If Peter thought that way – and he may have at first – he was willing nevertheless to do what Jesus asked.  Verse 5 indicates a spirit of willingness, “But Simon answered and said to Him, ‘Master, we have toiled all night and caught nothing.’”  That was a statement of fact.  They had fished all night and were unsuccessful, but do not read that without quickly moving on to what Peter says next.  He says, in last part of verse 5, perhaps with a congenial smile, “Nevertheless, at Your word I will let down the net.”

Here is a man with a willing spirit.  Here is a man who obeys Jesus even when there is an inner struggle with what Jesus says to do.  Peter obeys Jesus even when everything within him screams, “This cannot be!  This will never work!  This doesn’t make sense!”
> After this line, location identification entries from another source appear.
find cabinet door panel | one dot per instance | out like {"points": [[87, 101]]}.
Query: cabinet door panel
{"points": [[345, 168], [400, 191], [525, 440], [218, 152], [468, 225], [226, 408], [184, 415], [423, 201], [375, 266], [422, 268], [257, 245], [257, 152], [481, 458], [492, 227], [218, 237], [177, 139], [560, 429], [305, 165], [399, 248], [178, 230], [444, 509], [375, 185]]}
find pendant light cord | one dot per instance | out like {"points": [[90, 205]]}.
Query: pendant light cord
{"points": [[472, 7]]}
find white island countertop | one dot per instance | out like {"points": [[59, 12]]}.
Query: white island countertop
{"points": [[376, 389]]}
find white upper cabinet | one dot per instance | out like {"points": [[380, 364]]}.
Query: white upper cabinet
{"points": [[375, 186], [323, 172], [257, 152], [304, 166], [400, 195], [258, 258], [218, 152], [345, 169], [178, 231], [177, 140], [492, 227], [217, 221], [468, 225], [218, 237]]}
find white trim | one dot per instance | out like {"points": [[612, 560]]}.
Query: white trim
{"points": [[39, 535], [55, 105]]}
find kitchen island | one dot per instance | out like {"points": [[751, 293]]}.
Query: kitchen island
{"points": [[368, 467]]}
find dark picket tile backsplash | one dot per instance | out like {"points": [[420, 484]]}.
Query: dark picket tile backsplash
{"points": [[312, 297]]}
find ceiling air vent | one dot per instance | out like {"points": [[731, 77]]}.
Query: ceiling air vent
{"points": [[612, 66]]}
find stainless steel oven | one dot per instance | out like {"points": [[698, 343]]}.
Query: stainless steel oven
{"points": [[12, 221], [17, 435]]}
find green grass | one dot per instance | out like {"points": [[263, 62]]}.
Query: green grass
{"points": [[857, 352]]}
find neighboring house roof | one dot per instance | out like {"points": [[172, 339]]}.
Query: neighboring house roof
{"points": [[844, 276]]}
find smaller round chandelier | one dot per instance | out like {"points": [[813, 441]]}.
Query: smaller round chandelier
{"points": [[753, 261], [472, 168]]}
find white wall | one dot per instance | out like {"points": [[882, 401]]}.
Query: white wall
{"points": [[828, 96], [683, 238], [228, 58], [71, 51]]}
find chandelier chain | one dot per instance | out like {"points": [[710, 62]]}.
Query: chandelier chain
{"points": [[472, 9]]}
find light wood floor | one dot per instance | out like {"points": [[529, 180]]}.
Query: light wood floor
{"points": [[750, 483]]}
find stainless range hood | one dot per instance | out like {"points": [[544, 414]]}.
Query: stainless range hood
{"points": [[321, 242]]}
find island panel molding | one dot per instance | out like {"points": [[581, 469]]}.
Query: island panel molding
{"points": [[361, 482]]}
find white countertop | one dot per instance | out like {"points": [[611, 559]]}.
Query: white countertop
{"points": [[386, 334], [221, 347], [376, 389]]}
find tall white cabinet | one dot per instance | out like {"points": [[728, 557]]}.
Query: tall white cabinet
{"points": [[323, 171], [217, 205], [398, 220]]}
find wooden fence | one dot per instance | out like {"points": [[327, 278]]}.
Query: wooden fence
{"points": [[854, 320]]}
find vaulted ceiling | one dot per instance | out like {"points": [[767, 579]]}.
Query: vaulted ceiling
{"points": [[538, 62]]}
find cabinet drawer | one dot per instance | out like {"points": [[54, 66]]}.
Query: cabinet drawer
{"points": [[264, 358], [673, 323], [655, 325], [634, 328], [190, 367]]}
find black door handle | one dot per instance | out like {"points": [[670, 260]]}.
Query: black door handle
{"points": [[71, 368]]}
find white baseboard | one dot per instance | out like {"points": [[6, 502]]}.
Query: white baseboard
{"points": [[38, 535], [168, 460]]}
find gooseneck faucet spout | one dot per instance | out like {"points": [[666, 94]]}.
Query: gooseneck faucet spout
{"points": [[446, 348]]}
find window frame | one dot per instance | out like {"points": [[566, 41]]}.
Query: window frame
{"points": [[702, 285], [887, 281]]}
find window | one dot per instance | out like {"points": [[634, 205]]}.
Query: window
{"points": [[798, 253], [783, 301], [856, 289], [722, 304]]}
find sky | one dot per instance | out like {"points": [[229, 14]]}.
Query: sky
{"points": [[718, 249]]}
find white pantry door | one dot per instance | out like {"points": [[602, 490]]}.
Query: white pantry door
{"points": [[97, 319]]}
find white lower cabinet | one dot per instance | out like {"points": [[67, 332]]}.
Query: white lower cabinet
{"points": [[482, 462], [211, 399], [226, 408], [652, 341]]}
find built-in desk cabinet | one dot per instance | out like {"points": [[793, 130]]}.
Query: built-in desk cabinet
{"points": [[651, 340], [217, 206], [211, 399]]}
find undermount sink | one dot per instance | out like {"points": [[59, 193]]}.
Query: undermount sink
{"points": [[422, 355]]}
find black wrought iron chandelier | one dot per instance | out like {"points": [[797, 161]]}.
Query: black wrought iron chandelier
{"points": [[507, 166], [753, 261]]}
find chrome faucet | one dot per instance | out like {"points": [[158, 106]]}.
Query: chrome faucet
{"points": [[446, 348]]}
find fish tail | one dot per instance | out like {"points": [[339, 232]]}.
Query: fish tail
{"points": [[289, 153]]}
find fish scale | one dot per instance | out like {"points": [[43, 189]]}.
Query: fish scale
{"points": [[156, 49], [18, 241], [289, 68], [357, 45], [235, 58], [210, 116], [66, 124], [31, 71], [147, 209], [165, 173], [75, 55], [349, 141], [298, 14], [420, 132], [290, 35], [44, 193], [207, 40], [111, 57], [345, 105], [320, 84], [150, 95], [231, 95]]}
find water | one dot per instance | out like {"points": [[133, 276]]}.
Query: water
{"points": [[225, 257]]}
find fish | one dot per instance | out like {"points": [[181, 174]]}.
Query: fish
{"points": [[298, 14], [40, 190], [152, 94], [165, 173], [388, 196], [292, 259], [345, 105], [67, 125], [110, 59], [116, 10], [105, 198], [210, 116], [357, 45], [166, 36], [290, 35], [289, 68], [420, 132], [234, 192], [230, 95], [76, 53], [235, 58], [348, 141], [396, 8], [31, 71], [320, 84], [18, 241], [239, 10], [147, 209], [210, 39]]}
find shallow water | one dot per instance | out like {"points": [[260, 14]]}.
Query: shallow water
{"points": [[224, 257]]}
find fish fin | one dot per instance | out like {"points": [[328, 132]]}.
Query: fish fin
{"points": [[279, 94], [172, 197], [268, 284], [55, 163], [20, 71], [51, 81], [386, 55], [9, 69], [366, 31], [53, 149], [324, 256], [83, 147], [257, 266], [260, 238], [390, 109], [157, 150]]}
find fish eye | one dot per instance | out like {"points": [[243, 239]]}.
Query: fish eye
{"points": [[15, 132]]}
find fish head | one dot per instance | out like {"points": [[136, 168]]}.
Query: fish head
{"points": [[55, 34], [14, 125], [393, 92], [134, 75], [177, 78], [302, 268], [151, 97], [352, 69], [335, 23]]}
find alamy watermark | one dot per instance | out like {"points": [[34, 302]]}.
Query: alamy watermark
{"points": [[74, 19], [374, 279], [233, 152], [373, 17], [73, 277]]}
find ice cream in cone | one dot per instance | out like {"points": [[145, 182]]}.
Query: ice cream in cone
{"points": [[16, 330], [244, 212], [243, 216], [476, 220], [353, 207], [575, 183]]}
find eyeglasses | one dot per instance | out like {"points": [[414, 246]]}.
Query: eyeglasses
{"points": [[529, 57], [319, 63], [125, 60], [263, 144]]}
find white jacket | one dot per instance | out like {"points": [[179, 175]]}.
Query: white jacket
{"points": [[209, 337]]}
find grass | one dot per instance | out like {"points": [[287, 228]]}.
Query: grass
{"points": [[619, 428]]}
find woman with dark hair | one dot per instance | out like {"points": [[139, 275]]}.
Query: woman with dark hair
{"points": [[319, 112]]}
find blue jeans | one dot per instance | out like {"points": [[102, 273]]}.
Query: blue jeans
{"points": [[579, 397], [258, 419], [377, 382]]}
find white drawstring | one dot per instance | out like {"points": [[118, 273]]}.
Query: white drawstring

It is a bit like Genesis 12 where God says to Abram, “I want you to pick up everything and move.  Go away from your country, from your family, and from your father’s house.”  Where?  God says, “To a land that I will show you” (Genesis 12”112:1).”  Now does that make sense?  Would you be willing to quit your job, pack up your family, and your personal belongings and, when someone asks, “Where are you going?”  You say, “God’s going to show me.”  “Oh… right.” 

A faithful follower of Jesus Christ

Has a willingness to do what

He is asked even if it does not

Seem to make sense. 

A faithful follower of Jesus

Has a willingness to do what

He is asked even if it seems

Out of step with the world.

When Peter obeys the Master’s command, God honors that obedience and shows Himself strong in Peter’s life.  The power of God is evident in the catching of a huge number of fish so that, verse 6, “their net was breaking.”  Verse 7 says, “So they signaled to their partners in the other boat to come and help them and they came and filled both the boats, so that they began to sink.”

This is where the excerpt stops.